Conosco addetti stampa che ti rifilano la loro mercanzia anche durante le cene di compleanno, gente che ti telefona a ferragosto, che sfodera di continuo le meraviglie dell’istituto per cui lavora, che ha imparato così bene gli argomenti delle ricerche dei suoi scienziati che potrebbe prendersi una laurea in quattro balletti. E invece tu, USI, ti fai pregare.
Avere a che fare con te è come parlare con quei commercianti romani che sembrano volerti scoraggiare da ogni acquisto: signò, lo dico contro il mio interesse: je conviene lassà perde… ma lo vole der quindici o der dodici? perché nun è mica la stessa cosa… l’ho finito, mi sa che in magazzino nun cellò, e comunque è fuori produzione…
Come il ferramenta di Neri Marcoré.
Ma cavolo: voglio solo uno scienziato e tu lì ne hai a pacchi. Ma che ne so se è del quindici o del dodici, se in magazzino li hai finiti, se sono fuori produzione?! Rifilamene uno e fammi credere che sia il migliore in circolazione: signò, nun serve che telefona a un altro istituto di ricerca: questo è il migliore in commercio. Tanto io me la bevo, quasi sempre me la bevo.

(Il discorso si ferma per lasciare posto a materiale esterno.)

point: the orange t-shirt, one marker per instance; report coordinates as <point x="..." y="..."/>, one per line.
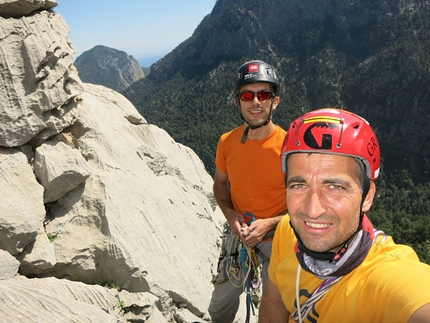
<point x="254" y="172"/>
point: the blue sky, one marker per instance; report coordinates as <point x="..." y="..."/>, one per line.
<point x="146" y="29"/>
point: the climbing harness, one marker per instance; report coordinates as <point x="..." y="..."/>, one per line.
<point x="248" y="262"/>
<point x="241" y="266"/>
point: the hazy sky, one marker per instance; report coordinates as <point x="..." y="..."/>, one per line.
<point x="142" y="28"/>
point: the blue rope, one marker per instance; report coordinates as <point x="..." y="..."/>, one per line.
<point x="249" y="304"/>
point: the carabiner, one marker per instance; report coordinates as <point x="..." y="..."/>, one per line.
<point x="250" y="216"/>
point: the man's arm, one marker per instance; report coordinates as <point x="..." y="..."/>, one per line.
<point x="222" y="196"/>
<point x="272" y="309"/>
<point x="422" y="315"/>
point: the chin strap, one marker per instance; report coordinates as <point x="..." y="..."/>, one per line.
<point x="249" y="127"/>
<point x="245" y="132"/>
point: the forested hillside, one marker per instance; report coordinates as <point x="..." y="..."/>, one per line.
<point x="370" y="57"/>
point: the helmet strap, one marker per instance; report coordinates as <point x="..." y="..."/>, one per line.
<point x="249" y="127"/>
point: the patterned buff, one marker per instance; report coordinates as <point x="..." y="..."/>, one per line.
<point x="333" y="266"/>
<point x="343" y="262"/>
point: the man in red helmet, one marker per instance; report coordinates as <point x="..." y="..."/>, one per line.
<point x="345" y="270"/>
<point x="248" y="190"/>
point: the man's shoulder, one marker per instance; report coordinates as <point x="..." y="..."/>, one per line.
<point x="230" y="135"/>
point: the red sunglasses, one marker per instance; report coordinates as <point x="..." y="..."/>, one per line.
<point x="261" y="96"/>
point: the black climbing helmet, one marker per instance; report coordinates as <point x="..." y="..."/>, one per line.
<point x="256" y="71"/>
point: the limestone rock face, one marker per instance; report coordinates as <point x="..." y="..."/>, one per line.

Di un ufficio stampa, quelli come me vogliono e cercano la fiducia. Se so che fai bene il tuo lavoro, che non mi lasci appesa a una mail a cui non risponderai mai e che mi dai davvero scienziati competenti, quelli migliori del tuo catalogo, finirà che ti chiamerò tutte le volte che mi verrà un dubbio. Diventeremo amici e tutti e due ne avremo grandi vantaggi. E non solo io e te. Se diventerai il mio pusher, e lo farai con un po’ di attenzione, anche loro, gli scienziati, cominceranno a capire come e perché il meccanismo virtuoso del mercato dell’informazione scientifica sia una cosina delicata e indispensabile a tutti. A tutti, anche a lettori e ascoltatori, e questo dovrebbe far sentire a noi tre (scienziato, addetto stampa e me) un certa, ecco, responsabilità.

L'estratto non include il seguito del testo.